Quand les élèves sont censés faire des activités collaboratives, les enseignants ont tendance à dire aux élèves de s’asseoir l’un à côté de l’autre pour collaborer, mais la manière dont ils doivent travailler est rarement définie par l’enseignant (Baker, 2015). La définition d’un scénario est essentielle pour la conduite des activités d’apprentissage.

Plusieurs recherches (Aiken, Krosp, Shirani et Martin, 1994; Nunamaker, Dennis, Valacich, Vogel et George, 1991) ont porté sur les processus d’idéation en groupe avec des artefacts numériques collaboratifs. En effet, les environnements numériques permettent d’organiser les tâches de manière collective (Fischer et al., 2007). Stacey (1998) a relevé que la construction sociale de la connaissance était favorisée par l’utilisation des technologies. Dans certains cas, l’utilisation des technologies n’implique pas une réorganisation de l’activité par les enseignants :

Les différents types de tâches qu’on demande aux élèves de réaliser en classe sont les mêmes depuis 100 ans, ce qui varie au cours du temps, ce sont les équilibres entre ces types de tâches et les supports pour les réaliser

(Tricot, 2015, de 9min02 à 10min35).

Un exemple d’utilisation des technologies pour le travail de groupe est l’outil

GroupMind. Shih, Nguyen, Hirano, Redmiles et Hayes (2009) ont constaté que les

remue-méninges créés avec GroupMind sont plus performants qu’avec les tableaux blancs. Les expérimentations faites avec cet outil ont également montré que les contraintes liées à la structure et aux processus de l’activité de remue-méninge ont un effet important dans la dynamique de groupe et dans l’organisation des idées.

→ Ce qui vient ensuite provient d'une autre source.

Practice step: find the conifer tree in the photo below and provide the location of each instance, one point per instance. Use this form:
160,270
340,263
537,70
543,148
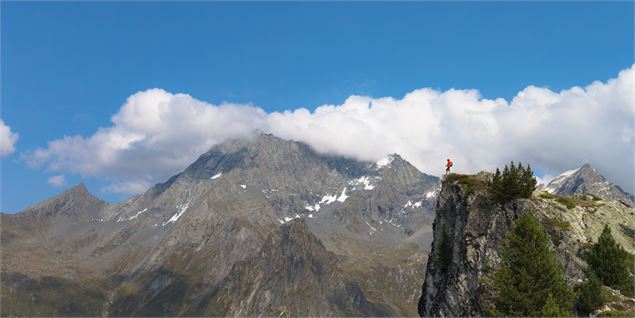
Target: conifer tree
551,309
609,262
443,251
529,273
590,294
515,182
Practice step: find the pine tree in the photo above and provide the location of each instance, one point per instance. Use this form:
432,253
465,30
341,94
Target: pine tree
551,309
590,294
529,273
515,182
443,251
609,261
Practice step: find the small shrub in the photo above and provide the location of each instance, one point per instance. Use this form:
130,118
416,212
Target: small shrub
569,202
590,295
529,275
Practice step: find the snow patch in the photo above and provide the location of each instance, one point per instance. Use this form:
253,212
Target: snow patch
328,199
343,196
137,214
182,208
384,162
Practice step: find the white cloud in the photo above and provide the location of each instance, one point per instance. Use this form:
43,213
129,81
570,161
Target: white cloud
131,186
57,181
7,139
156,134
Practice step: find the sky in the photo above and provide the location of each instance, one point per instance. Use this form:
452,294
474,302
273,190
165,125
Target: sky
123,95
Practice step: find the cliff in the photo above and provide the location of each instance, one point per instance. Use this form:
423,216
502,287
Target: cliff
475,228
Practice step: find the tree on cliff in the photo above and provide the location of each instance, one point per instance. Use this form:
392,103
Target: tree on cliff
529,274
608,260
515,182
443,251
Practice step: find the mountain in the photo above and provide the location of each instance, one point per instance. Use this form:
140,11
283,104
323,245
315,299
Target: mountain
254,226
476,228
587,179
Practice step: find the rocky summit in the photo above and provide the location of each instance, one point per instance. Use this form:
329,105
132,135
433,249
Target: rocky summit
257,226
476,228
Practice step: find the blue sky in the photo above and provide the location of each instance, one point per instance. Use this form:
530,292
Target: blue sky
68,67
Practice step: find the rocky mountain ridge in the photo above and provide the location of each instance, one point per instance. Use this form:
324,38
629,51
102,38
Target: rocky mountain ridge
476,227
587,180
348,234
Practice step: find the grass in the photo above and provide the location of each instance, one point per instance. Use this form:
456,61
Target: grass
619,313
556,223
471,182
572,201
607,295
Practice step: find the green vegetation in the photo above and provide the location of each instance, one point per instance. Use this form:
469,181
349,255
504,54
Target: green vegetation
551,309
515,182
471,182
609,261
556,223
619,313
569,202
572,201
590,295
443,251
529,275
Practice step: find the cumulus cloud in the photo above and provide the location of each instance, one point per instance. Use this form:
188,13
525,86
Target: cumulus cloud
57,181
7,139
156,134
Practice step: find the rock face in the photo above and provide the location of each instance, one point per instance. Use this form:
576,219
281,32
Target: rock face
254,226
587,179
477,227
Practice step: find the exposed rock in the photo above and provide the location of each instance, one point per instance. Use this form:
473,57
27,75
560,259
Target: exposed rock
198,238
477,228
587,179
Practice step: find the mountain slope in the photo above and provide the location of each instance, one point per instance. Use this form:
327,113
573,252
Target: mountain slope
207,231
587,179
477,227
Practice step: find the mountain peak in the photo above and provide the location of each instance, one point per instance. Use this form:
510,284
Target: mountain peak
587,179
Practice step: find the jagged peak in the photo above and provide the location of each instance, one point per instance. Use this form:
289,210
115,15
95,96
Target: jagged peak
77,193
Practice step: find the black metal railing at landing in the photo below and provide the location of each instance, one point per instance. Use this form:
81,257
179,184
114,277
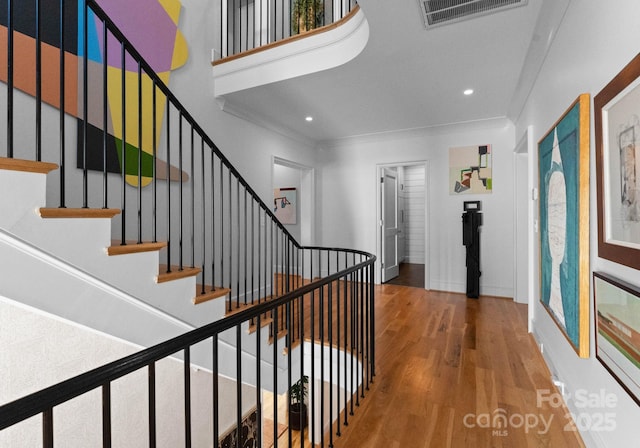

Dans le cas de l’utilisation d’artefacts numériques pour la création de remue- méninges, Shih et al. (2009) constatent que la plupart des artefacts numériques permettent de créer des idées dans un dépôt central au groupe. Les idées sont ensuite sélectionnées et présentées aux membres du groupe afin de déclencher de

nouvelles idées par la suite. Cette création séquentielle d’idées dans le groupe a été comparée par Hymes et Olson (1992) à la création d’idées individuelles et collectives dans deux espaces parallèles (un éditeur de textes personnel et l’espace de travail partagé décrit précédemment). Les résultats des recherches de ces auteurs montrent que la disposition de l’éditeur de textes parallèlement à l’espace de travail partagé permet une plus grande production d’idées. En ce sens, les élèves qui travaillent directement dans un espace partagé bloquent leurs productions d’idées individuelles.